We shall carefully, then, avoid entering into any controversy touching the dogmas of one religion or the other; we shall not contest the authority of the Scriptures, whatever they may be, Hebrew, Christian, Arabic, or Buddhist; we have put them on one side, and that is all.[20] Descartes has truly observed that every scientific question ought to be examined, even those which are most superstitious and most false, “so as to recognise their just value, and to guard against being deceived by them.”[21] One may be free to consider this essay as an attempt of that kind.
We shall be praised or blamed: we have been so already. We have, for our comfort, the conscientious feeling of having no other object before our eyes but an inquiry into truth,—the truth, the common end towards which the power of every man who believes in progress should tend. “Where truth reigns,” says M. Chevreul, “no disputes or discussions are possible.”[22] The reign of truth is the reign of concord amongst mankind. It is the golden age.
CHAPTER I.
THE HUMAN KINGDOM.
Above inorganic matter, plants, and animals, is placed Man.

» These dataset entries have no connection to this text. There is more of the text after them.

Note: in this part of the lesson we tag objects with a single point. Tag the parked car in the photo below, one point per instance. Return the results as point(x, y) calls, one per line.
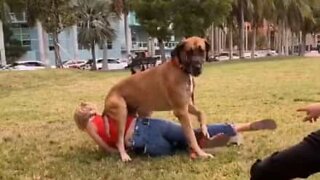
point(247, 55)
point(272, 53)
point(113, 64)
point(224, 56)
point(313, 53)
point(26, 65)
point(74, 63)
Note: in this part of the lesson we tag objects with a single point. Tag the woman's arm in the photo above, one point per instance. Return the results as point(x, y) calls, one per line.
point(313, 112)
point(93, 134)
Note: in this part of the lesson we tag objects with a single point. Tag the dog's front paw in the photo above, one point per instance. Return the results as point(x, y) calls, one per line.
point(203, 154)
point(204, 130)
point(125, 157)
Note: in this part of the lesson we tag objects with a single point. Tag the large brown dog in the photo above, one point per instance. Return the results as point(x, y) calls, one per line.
point(163, 88)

Here, without any doubt, man is indeed the first of the organisms, when one tries to place in linear series all those which move on our planet. It is, also, not his relative position in the living world that it is difficult to discover; it is what we may call his true place. What is, in other terms, the value of the differences which separate man from other mammalia? and at what distance is he from the animal that immediately follows him in this linear series which we are supposing? To examine what man is with respect to the highest orders of mammalia, and in a more general manner, to animals, is the primordial question which presents itself in anthropology. It seems at first sight that it would suffice, in order to settle it, to throw a glance on this complete body, formed of the same anatomical elements, absolutely submitted to the same exigences of development, nutrition, and reproduction, as animals. Ought not all this to make us think that we were not altogether made of so immaterial a substance as the philosophers have generally been satisfied to believe? This has not been the case.
Two systems—two theories, are before us. The one pretends that man is but the first among animals, that he is similar to them in the clear and precise sense in which this term is taken in geometry, designing qualities, which may differ ad infinitum, but which still may be comparable.
Another system, supported by the most illustrious names, makes of man a sort of special entity, differing from other organised beings by the distinct and clear nature of his intelligence. It is an opinion adopted and defended to the last by a learned man, to whose memory we cannot, en passant, prevent ourselves from rendering the homage which is his due, Isidore Geoffroy Saint-Hilaire. We find in the second volume of his Histoire Naturelle Générale, almost a return to Cartesian ideas. According to him animals do not think, they possess only that sensibility that plants have not.[23] And the celebrated naturalist agreed with the adoption of a human kingdom, appearing as the crowning-point of the organic and inorganic kingdoms,[24] and as distinct from the second as this is from the third.